At the snap, Barkley is prepared to start the play in shotgun formation with two receivers to his left and one to his right. Immediately, though, Barkley is asked to roll to his left, at a somewhat unnatural angle for a right-handed quarterback.
As Barkley looks for a receiver coming open over the middle, he loses his mechanics and prepares to throw across his body. While this type of rollout play isn't commonly asked of NFL quarterbacks, Barkley will be asked to roll to both his left and his right to make throws on the run. In this situation, Barkley was clearly uncomfortable, and as he rushes to throw, the pass is tipped by the defender in front of him and subsequently intercepted.
If Barkley hopes to beat out Coker, he will have to demonstrate better mechanics and a more thorough understanding of the Cardinals' scheme than his counterpart. This is certainly possible, but Barkley will also need to show he can execute plays that are tailored for his skills like rollouts and quick-hitters.
While Coker's mechanics and decision-making often left something to be desired at Alabama, he did impress with his arm strength. Aside from Connor Cook of Michigan State, Coker was one of the more accurate downfield passers when he did decide to take rare gambles. The Cardinals will likely want Coker to be more aggressive in practice, especially as the competition for the third-string job heats up. In the images below, we'll see a great example of Coker's arm strength as he's rolling out of the pocket while being chased by a defender.
Though Coker's film is a bit blurry, you can see a defensive end chasing Coker up the field which forces Coker to circle around outside of the pocket and throw on the run. Coker shows impressive mobility for a player at 6-foot-5, and as soon as he creates an angle around the pass rusher, he whips the ball on a line 25 yards down the field. Coker had the benefit of throwing to a wide open receiver, but the ball got there in a hurry and he needed to make this throw quickly because of the defensive pursuit in his face. If Coker can refine his mechanics and learn the playbook quickly this fall, his arm strength gives him a chance to beat out Barkley for the third-string job.
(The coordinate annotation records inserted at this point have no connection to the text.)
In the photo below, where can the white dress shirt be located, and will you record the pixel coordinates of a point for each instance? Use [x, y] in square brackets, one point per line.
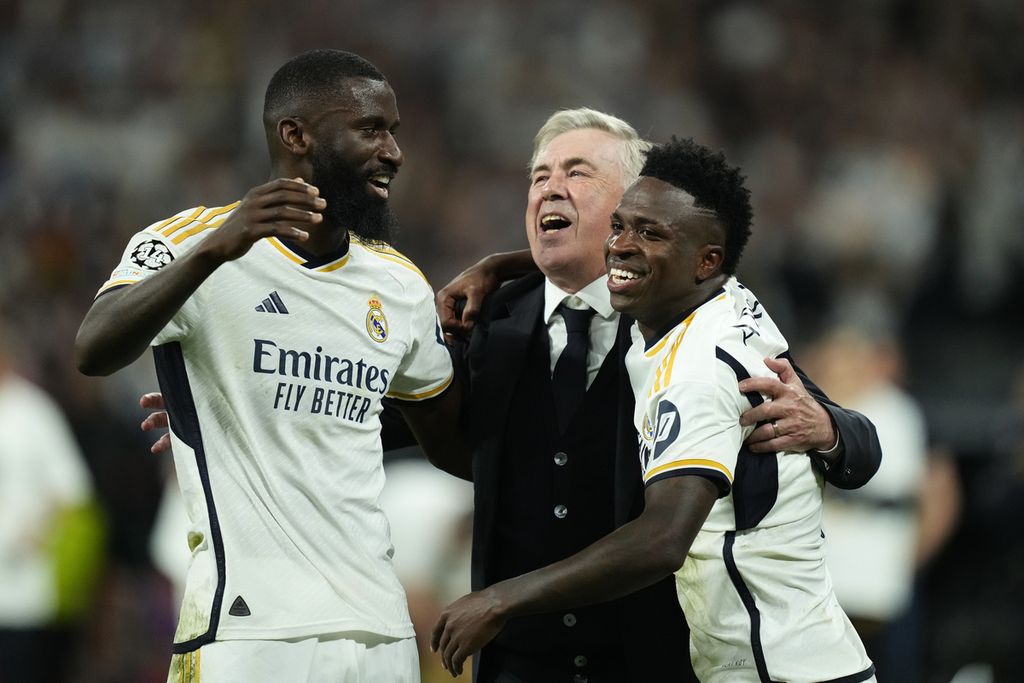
[603, 327]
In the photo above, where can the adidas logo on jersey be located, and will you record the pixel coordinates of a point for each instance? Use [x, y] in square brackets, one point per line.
[272, 304]
[239, 608]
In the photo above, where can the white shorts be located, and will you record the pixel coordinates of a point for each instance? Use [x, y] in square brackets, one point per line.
[349, 657]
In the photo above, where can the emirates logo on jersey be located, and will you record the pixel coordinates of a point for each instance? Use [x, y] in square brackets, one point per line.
[152, 255]
[376, 322]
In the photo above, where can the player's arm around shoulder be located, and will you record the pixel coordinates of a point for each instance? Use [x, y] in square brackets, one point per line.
[123, 322]
[435, 423]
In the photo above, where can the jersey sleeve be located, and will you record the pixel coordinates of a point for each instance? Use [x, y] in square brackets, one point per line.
[694, 429]
[152, 250]
[426, 370]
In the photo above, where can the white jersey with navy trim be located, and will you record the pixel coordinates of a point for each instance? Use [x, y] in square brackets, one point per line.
[273, 373]
[754, 587]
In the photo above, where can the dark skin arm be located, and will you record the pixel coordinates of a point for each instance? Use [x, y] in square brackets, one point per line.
[473, 285]
[630, 558]
[808, 421]
[121, 324]
[803, 424]
[435, 424]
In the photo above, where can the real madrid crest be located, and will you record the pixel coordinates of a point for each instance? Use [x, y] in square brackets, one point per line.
[376, 323]
[648, 429]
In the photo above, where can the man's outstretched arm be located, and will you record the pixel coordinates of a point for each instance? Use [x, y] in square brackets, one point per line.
[121, 324]
[632, 557]
[802, 419]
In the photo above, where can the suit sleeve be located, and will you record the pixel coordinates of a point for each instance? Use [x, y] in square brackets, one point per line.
[860, 452]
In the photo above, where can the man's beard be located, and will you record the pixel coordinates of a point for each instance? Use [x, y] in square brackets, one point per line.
[348, 204]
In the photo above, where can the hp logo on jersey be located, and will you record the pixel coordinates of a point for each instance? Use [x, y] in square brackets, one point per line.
[376, 323]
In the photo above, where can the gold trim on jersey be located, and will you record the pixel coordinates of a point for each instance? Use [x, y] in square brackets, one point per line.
[426, 394]
[174, 224]
[664, 374]
[284, 250]
[388, 253]
[115, 284]
[196, 230]
[690, 462]
[333, 266]
[295, 258]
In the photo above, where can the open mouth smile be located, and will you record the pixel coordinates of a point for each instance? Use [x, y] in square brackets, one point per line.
[554, 221]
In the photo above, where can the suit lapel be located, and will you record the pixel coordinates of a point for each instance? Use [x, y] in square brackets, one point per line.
[628, 487]
[507, 346]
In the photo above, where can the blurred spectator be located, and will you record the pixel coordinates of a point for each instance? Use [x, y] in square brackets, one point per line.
[430, 513]
[51, 538]
[880, 536]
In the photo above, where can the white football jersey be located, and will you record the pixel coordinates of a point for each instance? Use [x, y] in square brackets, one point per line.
[754, 587]
[273, 373]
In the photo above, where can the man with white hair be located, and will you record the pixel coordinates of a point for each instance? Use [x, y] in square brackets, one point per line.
[555, 464]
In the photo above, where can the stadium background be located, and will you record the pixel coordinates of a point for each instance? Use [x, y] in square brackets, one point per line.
[883, 140]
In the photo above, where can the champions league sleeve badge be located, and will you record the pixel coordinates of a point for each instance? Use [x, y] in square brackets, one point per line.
[376, 323]
[152, 255]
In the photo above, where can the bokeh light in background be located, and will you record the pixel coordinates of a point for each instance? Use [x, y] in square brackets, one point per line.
[883, 140]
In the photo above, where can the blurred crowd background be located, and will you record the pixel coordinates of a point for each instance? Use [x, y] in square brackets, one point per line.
[884, 144]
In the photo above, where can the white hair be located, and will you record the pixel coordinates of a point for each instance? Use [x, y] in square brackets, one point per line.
[633, 150]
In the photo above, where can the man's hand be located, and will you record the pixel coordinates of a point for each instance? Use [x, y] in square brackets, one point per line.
[796, 422]
[156, 420]
[279, 208]
[471, 286]
[465, 627]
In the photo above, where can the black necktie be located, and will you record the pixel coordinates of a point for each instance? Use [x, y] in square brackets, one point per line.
[569, 380]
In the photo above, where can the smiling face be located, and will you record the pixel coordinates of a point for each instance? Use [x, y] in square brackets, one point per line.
[576, 182]
[664, 254]
[354, 157]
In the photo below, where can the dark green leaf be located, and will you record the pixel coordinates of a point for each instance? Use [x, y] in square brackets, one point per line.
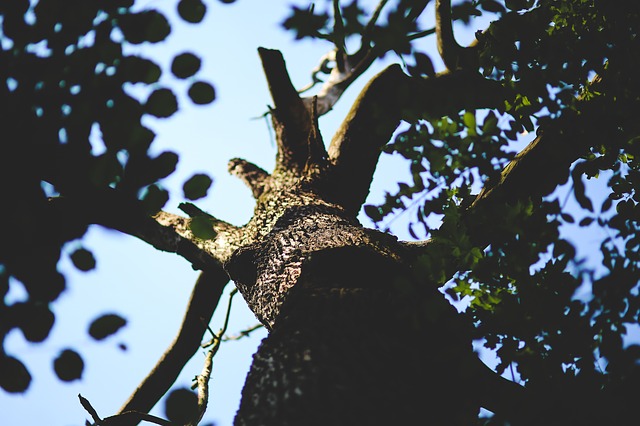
[181, 406]
[154, 198]
[34, 319]
[201, 93]
[492, 6]
[83, 259]
[165, 164]
[586, 221]
[68, 365]
[305, 23]
[192, 11]
[424, 65]
[185, 65]
[197, 186]
[161, 103]
[136, 69]
[106, 325]
[148, 25]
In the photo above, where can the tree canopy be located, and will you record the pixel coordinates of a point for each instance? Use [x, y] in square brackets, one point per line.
[495, 219]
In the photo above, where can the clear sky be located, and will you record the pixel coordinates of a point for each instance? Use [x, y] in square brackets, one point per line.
[150, 289]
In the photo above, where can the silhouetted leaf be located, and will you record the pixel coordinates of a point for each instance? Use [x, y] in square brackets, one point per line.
[197, 186]
[305, 23]
[146, 26]
[106, 325]
[185, 65]
[165, 164]
[181, 406]
[136, 69]
[68, 365]
[34, 319]
[161, 103]
[154, 198]
[202, 227]
[83, 259]
[192, 11]
[202, 93]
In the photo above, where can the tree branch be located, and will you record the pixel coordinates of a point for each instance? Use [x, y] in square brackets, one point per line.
[204, 299]
[390, 97]
[291, 118]
[253, 176]
[454, 56]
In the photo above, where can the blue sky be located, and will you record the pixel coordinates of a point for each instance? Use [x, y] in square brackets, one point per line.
[150, 288]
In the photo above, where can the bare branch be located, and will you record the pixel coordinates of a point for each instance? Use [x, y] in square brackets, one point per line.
[205, 376]
[204, 298]
[339, 36]
[291, 118]
[164, 231]
[243, 333]
[128, 418]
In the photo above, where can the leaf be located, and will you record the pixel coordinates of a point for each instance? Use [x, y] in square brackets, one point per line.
[106, 325]
[490, 123]
[154, 199]
[34, 319]
[469, 120]
[68, 366]
[201, 93]
[136, 69]
[83, 260]
[14, 376]
[192, 11]
[161, 103]
[606, 205]
[197, 186]
[164, 164]
[579, 190]
[305, 23]
[586, 221]
[181, 406]
[185, 65]
[149, 25]
[424, 65]
[567, 217]
[202, 227]
[492, 6]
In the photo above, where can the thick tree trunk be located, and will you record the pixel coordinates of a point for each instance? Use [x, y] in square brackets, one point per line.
[356, 341]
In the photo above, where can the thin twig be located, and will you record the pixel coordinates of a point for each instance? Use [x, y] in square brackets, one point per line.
[244, 333]
[202, 381]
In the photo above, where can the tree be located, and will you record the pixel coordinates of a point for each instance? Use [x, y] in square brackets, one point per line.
[359, 332]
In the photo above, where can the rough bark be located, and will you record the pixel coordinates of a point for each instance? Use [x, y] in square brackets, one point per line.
[356, 337]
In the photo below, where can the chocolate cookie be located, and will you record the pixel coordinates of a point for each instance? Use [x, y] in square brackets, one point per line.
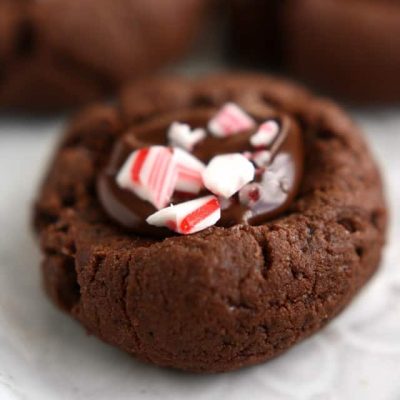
[56, 54]
[346, 47]
[251, 282]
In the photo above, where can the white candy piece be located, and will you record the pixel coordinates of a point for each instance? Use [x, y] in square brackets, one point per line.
[266, 134]
[230, 120]
[189, 217]
[150, 173]
[190, 171]
[181, 135]
[261, 158]
[227, 174]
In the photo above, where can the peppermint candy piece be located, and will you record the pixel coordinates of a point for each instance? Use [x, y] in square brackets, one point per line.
[266, 134]
[227, 174]
[181, 135]
[230, 120]
[261, 158]
[151, 174]
[190, 171]
[189, 217]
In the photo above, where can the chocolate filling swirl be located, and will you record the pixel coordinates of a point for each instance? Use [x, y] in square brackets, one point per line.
[273, 190]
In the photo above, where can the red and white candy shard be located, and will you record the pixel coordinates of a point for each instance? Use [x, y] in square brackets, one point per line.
[230, 120]
[189, 217]
[227, 174]
[190, 171]
[261, 158]
[151, 174]
[266, 134]
[181, 135]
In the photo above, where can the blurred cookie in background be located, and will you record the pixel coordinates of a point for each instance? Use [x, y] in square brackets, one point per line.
[56, 54]
[350, 48]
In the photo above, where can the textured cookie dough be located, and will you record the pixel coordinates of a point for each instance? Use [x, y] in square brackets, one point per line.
[223, 298]
[60, 53]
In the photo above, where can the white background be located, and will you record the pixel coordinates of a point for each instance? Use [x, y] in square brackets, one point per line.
[46, 355]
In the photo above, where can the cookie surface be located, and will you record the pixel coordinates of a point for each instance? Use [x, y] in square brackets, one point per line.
[349, 48]
[56, 54]
[222, 298]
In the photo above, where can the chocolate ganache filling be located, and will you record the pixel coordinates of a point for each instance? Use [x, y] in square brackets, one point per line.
[276, 181]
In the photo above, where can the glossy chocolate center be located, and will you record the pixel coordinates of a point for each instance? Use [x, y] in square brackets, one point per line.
[271, 193]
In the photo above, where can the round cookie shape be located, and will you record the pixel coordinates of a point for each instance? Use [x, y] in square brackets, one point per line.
[56, 54]
[225, 297]
[348, 48]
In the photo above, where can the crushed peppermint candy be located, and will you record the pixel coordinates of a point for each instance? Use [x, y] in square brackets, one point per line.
[190, 171]
[156, 172]
[261, 158]
[230, 120]
[266, 134]
[188, 217]
[181, 135]
[151, 174]
[226, 174]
Overall value: Unless either Barkley or Coker enters a game this season, it's going to be difficult to measure the value of each player to the Cardinals. Neither player has a significant contract, so both are on the roster primarily for insurance purposes, but the Cardinals will work to develop each quarterback with the goal of seeing visible improvement by the end of the season. In all likelihood, there's a greater chance the organization will be able to recognize value in Coker, who did not cost the team a draft pick yet could still become the team's third-string quarterback this season. Though Coker throws a solid deep ball which is a skill the Cardinals' scheme requires, it will probably take at least a full season of reworking his mechanics to become a viable option as a backup. If Coker does end up seeing the field at some point, the Cardinals' signed him for a menial sum, so decent production would make the contract worthwhile.